I have plans for computer activity tracking beyond today – from tracking typing on the keyboard, to condensing this data into ongoing activity summaries. When storing data you collect, make sure you include a version number from the start and increment it on every data format change. You will improve upon your data formats and you will want to parse them all, and you’ll be thankful for having a version number to refer to.
The GitHub-published portion is currently being used for a bigger project, where the window monitoring code plays a crucial part. Specifically, I wanted to write a companion program that would help me stay on track when working on specific projects on my laptop. In a week’s time, I will show you that program, talk about how I’ve come to create it and how it hooks into my brain, how much it helps me in the end, share the code, and give you yet another heap of cool things I’ve learned.

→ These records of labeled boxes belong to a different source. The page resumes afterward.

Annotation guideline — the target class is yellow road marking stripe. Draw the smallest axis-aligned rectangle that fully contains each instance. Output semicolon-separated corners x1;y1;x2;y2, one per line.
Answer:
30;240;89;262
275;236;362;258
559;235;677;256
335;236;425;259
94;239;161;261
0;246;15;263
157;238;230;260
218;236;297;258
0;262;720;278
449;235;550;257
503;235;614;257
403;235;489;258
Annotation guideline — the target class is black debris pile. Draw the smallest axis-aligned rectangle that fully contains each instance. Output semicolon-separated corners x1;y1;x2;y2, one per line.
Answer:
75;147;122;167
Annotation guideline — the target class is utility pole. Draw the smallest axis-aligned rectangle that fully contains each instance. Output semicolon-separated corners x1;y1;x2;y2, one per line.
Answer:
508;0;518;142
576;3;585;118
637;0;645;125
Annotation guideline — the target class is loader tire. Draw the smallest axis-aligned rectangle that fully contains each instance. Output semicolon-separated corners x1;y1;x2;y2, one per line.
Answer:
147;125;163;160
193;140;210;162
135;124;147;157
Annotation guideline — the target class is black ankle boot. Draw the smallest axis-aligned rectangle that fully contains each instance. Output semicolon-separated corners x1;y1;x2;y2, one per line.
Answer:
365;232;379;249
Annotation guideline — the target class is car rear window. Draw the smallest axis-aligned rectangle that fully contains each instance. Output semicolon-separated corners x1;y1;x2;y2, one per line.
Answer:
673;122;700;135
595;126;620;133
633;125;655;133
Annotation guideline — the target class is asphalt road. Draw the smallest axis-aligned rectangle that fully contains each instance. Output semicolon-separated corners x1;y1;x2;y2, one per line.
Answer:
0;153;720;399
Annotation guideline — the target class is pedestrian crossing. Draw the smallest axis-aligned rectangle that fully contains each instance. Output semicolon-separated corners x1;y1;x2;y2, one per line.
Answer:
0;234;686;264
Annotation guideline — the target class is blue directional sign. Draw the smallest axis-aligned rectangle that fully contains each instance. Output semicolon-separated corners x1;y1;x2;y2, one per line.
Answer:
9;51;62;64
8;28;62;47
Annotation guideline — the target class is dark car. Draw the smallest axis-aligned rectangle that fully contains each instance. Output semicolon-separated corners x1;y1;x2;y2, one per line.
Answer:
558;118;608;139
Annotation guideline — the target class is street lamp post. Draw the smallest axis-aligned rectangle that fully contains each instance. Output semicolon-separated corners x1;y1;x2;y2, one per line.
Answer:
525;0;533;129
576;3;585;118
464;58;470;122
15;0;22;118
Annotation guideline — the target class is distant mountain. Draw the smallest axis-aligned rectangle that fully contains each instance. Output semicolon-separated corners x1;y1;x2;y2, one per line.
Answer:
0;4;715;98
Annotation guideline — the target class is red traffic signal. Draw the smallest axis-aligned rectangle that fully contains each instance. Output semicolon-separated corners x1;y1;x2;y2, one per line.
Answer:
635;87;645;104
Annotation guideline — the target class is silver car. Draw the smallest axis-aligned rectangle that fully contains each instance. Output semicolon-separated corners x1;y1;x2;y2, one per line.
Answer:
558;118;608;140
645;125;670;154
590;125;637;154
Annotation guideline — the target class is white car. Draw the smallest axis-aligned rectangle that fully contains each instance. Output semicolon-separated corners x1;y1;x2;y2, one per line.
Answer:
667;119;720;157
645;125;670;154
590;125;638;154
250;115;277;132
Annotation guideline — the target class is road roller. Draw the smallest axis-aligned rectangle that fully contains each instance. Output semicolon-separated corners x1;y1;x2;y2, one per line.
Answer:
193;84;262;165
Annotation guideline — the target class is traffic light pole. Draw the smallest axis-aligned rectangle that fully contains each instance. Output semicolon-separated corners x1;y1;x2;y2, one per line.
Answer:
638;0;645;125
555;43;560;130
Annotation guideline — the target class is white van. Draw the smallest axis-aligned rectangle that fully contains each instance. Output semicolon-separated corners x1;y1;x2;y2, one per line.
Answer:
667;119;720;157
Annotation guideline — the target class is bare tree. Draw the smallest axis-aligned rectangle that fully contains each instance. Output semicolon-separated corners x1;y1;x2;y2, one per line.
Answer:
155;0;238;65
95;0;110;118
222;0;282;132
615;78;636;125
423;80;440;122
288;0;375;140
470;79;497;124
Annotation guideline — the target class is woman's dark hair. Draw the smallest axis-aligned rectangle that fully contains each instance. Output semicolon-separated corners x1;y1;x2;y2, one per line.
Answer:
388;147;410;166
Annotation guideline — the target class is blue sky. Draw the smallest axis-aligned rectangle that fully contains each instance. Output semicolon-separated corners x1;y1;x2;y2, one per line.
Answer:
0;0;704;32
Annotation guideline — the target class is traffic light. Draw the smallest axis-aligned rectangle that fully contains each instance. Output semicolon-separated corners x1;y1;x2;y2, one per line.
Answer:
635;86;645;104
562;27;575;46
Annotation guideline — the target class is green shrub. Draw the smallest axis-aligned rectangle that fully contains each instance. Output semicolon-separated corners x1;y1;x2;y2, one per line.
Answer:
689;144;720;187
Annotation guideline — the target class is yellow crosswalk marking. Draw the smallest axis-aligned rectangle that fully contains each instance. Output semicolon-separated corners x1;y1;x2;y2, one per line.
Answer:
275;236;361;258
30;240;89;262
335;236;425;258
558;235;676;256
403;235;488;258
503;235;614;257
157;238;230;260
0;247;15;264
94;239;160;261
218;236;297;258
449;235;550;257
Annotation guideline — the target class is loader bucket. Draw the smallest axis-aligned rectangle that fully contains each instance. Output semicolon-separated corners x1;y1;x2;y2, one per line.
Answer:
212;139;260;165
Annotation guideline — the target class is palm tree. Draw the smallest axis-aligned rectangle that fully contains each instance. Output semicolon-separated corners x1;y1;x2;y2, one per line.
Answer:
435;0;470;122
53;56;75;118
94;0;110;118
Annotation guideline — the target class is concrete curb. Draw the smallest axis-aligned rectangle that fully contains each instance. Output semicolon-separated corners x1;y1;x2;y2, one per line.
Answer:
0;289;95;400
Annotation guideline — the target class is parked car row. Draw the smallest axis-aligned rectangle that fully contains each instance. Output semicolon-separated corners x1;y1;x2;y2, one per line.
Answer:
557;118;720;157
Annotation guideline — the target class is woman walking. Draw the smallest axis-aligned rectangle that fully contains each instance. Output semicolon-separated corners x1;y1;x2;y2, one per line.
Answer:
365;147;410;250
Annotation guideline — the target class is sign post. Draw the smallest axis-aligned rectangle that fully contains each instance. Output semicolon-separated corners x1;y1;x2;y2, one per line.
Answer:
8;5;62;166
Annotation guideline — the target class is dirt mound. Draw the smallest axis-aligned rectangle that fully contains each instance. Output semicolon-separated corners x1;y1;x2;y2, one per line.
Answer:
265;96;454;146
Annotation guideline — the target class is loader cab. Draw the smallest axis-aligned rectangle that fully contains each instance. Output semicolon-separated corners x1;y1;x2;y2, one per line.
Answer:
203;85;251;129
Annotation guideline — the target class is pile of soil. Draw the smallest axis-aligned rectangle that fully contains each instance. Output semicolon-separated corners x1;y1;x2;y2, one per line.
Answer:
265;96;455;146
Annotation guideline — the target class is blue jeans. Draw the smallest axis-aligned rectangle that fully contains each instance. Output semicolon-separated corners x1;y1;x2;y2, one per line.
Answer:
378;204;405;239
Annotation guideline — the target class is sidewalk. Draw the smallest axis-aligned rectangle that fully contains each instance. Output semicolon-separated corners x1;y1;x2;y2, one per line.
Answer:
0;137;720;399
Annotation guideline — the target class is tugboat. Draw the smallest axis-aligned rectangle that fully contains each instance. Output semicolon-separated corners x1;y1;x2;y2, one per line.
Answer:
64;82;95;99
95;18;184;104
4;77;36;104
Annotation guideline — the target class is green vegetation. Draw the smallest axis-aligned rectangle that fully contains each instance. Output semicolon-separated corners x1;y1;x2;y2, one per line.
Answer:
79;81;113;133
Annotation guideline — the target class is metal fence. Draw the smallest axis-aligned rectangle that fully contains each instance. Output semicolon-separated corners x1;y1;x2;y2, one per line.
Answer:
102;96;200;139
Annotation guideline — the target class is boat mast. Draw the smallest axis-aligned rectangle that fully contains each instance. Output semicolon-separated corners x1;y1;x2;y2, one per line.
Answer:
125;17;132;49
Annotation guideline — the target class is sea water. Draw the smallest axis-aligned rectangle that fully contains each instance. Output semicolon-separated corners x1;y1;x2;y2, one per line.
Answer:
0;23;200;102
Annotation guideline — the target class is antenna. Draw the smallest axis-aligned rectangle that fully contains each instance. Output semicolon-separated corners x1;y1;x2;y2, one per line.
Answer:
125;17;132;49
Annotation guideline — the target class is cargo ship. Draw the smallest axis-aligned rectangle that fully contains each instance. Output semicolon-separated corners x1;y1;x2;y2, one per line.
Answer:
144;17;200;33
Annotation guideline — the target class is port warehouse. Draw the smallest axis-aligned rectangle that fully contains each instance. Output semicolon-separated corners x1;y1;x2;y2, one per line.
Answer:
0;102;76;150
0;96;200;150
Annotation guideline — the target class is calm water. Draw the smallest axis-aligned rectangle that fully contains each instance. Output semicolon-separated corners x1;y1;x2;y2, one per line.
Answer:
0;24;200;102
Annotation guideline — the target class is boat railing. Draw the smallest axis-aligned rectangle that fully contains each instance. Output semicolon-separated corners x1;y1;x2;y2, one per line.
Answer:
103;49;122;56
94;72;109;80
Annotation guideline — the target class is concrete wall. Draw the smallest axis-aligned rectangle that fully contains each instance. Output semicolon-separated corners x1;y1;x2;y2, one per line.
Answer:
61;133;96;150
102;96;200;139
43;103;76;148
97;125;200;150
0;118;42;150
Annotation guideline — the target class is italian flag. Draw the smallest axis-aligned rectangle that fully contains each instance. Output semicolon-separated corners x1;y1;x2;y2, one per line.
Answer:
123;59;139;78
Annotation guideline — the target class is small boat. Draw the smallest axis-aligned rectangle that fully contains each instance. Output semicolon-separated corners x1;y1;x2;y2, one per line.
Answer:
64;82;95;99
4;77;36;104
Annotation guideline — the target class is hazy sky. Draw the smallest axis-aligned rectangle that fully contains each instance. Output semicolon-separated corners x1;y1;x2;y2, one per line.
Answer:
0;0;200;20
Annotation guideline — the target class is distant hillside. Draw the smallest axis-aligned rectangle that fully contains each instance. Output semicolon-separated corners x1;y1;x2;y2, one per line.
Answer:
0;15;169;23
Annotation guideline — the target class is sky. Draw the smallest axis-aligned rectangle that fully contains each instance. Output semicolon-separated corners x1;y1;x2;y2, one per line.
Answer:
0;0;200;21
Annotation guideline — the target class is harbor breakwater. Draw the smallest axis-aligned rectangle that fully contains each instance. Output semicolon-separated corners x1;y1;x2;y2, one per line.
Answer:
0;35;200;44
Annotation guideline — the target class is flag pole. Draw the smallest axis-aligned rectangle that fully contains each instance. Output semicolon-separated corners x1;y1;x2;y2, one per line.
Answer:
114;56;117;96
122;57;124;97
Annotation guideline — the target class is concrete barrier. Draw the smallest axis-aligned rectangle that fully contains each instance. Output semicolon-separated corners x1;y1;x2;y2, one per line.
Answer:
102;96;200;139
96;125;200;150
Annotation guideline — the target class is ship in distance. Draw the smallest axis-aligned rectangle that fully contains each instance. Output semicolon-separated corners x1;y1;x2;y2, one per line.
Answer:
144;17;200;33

What other kinds of data could one collect?
Start measuring life and it becomes an chore.
Measure what matters.
If your life matters, measure it.
John Walker, the founder of AutoDesk, wrote the “The Hacker’s Diet”. It’s a fairly basic low calorie and increased exercise regimen which takes willpower and discipline. Nothing new there. However he takes the viewpoint of a geek/nerd dealing with a machine which has a broken feedback mechanism. The key to compensating for the broken feedback is external data collection and analysis. Your body takes time to respond to changes. The day-to-day numbers can be misleading so you need data over a long enough period to filter out the noise and see the long term effects of those changes.
In these articles, I specifically argue against data collection becoming a chore, in large part because I can’t keep up with my chores already =D Ain’t nothing chore-like about a script running in the background giving me cool data, and I firmly aim to uphold the same ease of use for every new concept I try out.

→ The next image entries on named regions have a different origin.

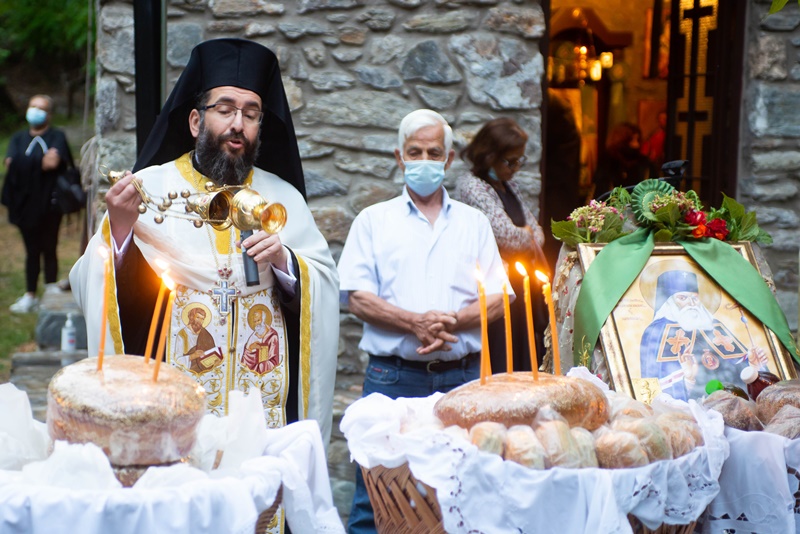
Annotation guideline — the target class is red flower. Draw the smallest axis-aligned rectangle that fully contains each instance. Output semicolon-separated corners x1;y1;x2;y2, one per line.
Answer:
683;210;706;226
692;224;707;239
706;219;730;241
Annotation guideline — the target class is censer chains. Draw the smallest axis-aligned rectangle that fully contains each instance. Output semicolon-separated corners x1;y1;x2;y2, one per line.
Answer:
99;166;286;234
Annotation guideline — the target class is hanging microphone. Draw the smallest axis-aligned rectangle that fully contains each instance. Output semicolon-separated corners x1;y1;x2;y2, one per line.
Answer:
241;230;259;287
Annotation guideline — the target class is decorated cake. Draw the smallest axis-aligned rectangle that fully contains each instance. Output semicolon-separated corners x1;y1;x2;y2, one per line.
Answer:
47;355;205;472
434;373;703;469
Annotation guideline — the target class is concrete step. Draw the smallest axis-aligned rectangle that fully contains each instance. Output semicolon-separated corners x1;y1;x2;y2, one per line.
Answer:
36;291;86;349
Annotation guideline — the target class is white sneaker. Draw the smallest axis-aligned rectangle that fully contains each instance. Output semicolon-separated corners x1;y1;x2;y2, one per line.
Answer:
8;293;39;313
44;282;62;295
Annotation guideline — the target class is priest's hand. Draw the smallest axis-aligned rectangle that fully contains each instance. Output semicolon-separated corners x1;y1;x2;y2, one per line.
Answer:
106;171;142;247
747;347;769;369
236;230;291;274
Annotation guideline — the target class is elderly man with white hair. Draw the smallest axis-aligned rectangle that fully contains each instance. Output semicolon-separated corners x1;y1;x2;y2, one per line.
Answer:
338;109;507;533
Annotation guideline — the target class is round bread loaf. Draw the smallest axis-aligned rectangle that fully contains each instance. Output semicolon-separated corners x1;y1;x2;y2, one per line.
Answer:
47;355;205;466
756;380;800;424
433;373;608;430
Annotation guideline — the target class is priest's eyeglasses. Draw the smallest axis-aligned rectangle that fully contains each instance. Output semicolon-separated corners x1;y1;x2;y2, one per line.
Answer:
200;102;264;126
502;156;528;169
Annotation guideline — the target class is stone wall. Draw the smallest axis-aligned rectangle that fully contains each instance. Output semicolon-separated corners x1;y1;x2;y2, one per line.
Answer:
96;0;545;371
738;0;800;336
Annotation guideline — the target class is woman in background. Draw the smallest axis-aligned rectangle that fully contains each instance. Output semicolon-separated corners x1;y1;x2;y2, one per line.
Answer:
455;118;549;373
0;95;72;313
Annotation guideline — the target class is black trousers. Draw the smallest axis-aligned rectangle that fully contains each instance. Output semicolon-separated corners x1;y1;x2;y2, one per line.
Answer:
19;211;61;293
488;268;550;374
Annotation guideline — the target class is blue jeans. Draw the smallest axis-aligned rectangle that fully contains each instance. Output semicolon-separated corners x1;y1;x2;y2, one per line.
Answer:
347;355;480;534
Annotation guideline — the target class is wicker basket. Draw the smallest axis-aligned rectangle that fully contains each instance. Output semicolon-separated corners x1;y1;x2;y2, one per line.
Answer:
361;464;446;534
255;485;283;534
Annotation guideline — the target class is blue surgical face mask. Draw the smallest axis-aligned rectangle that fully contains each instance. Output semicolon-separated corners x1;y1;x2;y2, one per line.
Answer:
403;159;444;197
25;108;47;128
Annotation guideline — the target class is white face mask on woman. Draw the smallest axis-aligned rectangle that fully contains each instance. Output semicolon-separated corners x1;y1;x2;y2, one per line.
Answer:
25;108;47;128
403;159;445;197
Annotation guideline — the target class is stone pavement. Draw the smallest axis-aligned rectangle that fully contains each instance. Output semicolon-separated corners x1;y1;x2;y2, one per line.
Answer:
11;293;363;525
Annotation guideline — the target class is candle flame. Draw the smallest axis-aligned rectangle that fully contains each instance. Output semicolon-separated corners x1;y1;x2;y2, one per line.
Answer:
161;273;177;291
475;265;483;283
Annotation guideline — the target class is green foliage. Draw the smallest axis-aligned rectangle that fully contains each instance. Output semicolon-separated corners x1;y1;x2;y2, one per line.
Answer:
0;0;91;64
709;193;772;244
550;220;589;247
769;0;800;15
551;180;772;247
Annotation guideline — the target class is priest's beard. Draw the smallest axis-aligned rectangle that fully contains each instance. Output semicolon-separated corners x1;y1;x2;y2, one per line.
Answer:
653;297;714;332
194;119;261;185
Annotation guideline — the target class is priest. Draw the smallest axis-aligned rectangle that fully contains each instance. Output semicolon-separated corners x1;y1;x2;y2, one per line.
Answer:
640;270;767;400
70;39;339;441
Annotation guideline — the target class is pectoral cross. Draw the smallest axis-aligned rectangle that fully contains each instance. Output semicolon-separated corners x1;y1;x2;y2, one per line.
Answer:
208;269;239;324
667;328;691;354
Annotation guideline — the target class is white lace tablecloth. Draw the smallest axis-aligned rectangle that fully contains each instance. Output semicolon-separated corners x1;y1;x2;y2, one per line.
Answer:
703;427;800;534
0;384;344;534
341;372;738;534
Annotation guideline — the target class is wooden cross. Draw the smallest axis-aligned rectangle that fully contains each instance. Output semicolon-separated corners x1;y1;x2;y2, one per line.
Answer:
211;280;238;315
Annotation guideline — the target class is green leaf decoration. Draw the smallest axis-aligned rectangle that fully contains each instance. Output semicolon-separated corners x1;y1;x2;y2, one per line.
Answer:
550;221;586;247
756;229;772;245
631;179;675;225
606;188;636;212
737;211;760;241
593;216;625;243
656;204;681;228
722;193;745;221
769;0;788;15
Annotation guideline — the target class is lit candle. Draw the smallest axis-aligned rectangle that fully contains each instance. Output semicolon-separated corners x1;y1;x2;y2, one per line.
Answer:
536;271;561;375
516;262;539;380
153;273;175;382
144;258;169;367
97;246;112;371
503;282;514;374
475;266;492;385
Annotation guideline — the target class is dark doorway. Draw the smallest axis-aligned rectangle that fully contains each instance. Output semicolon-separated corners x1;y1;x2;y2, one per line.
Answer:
540;0;747;237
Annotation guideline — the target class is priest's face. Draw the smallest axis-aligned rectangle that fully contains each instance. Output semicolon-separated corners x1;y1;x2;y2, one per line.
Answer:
189;87;261;185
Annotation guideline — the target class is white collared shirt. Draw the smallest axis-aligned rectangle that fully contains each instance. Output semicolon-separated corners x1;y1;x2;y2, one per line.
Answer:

Years ago my Samsung Galaxy 4(?) had a Health app that allowed me to record my steps, heartbeat, time on the elliptical, and allowed me to enter my weight and BP.

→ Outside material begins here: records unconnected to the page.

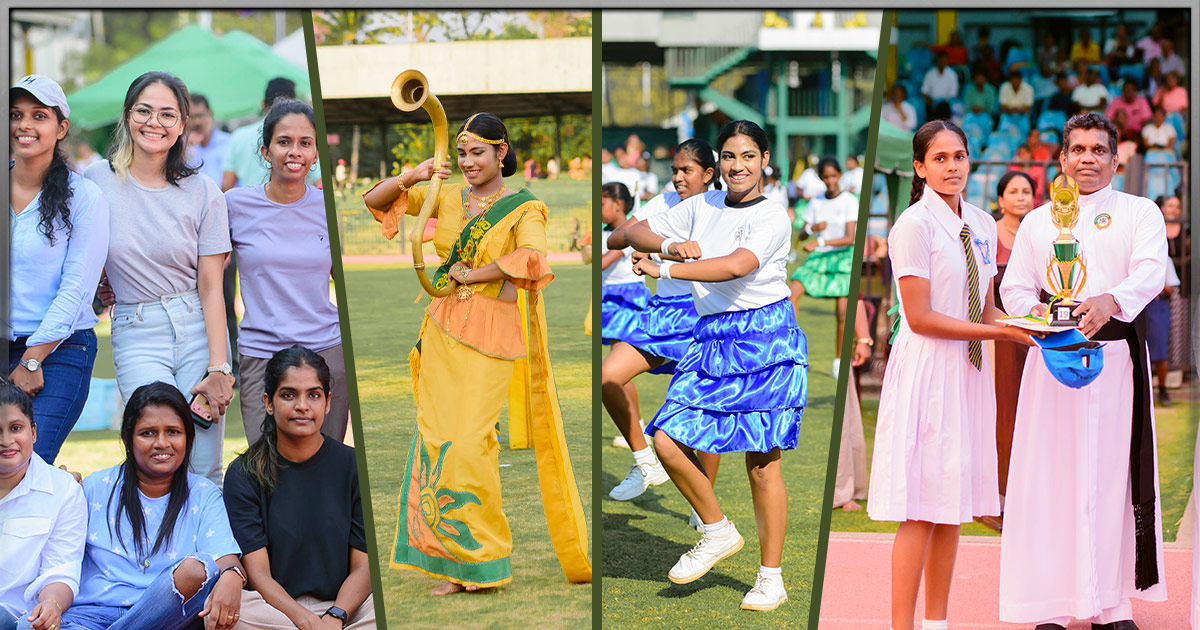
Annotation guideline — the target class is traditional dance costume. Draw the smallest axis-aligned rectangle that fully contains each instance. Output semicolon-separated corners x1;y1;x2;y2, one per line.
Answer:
600;229;650;346
371;185;592;587
792;192;858;298
618;192;700;374
646;191;809;452
866;186;1000;524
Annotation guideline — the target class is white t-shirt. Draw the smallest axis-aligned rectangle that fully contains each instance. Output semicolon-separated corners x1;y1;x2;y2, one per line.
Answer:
647;191;792;316
600;229;646;286
804;191;858;252
634;192;691;298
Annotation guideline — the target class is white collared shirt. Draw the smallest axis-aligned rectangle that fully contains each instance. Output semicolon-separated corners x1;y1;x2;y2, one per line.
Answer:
0;455;88;616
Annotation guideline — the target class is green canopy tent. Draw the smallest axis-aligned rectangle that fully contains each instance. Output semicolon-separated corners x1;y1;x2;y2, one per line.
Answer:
67;25;310;131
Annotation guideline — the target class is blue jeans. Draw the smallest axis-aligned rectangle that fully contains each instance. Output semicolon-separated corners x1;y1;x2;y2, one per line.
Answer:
113;292;228;487
48;558;217;630
7;329;96;460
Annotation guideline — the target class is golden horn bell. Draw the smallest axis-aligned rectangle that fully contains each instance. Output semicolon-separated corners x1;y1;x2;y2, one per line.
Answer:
391;70;454;298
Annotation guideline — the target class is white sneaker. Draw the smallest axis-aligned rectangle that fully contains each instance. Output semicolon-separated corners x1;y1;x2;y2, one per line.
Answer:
667;523;744;584
742;574;787;612
612;420;646;449
608;462;671;500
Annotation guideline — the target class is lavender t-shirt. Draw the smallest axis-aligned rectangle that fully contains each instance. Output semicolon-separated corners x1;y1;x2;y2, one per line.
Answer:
83;160;229;304
226;185;342;359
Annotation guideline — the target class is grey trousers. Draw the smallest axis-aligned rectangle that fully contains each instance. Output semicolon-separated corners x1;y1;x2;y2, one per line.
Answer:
239;343;350;444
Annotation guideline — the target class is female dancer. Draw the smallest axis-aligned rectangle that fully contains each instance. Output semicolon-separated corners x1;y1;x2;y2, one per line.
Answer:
226;101;349;444
0;383;88;630
984;170;1038;499
625;120;808;611
362;114;592;595
866;120;1032;630
62;381;246;630
601;138;721;511
84;72;233;484
224;345;376;630
791;157;858;360
7;74;108;463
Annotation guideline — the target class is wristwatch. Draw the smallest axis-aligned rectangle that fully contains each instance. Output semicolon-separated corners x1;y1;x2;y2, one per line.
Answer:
205;361;233;377
322;606;350;628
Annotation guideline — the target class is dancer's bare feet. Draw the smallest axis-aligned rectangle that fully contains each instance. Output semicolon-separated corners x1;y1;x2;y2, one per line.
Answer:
430;582;479;595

Then they “updated” the app during an Android update. The new app wanted to connect all information to “the cloud”, so I never used it again.
We launched an app to make personal data collection a little easier. Ties into as many iOS sensor APIs as we could and lets you serve little surveys that are randomly presented to you. Still works great: http://reporter-app.com
Here in my area (S.E. USA) recently rent prices have been rapidly increasing, more so than expected statistically due to supply and demand. It turns out landlords have been subscribing to data mining apps about rent prices segregated by geospatial regions, then using the data to see how much they can raise rents before getting diminishing returns due to attrition (renters being priced out of the market). Data: The more you collect, the more you attract pure EVIL!
yeah one of the big scandals in USA right now. Thing is, I don’t even know that we can stop this from happening long-term, I don’t see how. I do see that collecting data on yourself is a huge benefit, however.
Whenever I’m asked if I have the fidelity card, my answer’s always :« No, I only have fidelity for my wife ;^) », and the cashier always smile at me…
Is the data collecting code still available anywhere? The article says “The code is on GitHub,” but I don’t see an obvious link to that or a repository.
Indeed, i missed that as well.
A quick question to the “all-seeing. all-knowing garbage heap” for Arya Voronova github found https://github.com/CRImier?tab=repositories, but there, i’m lost, didn’t find it.
Like @recook I couldn’t find Arya’s code on GitHub, but this article did inspire me to try ActivityWatch. Looks great so far!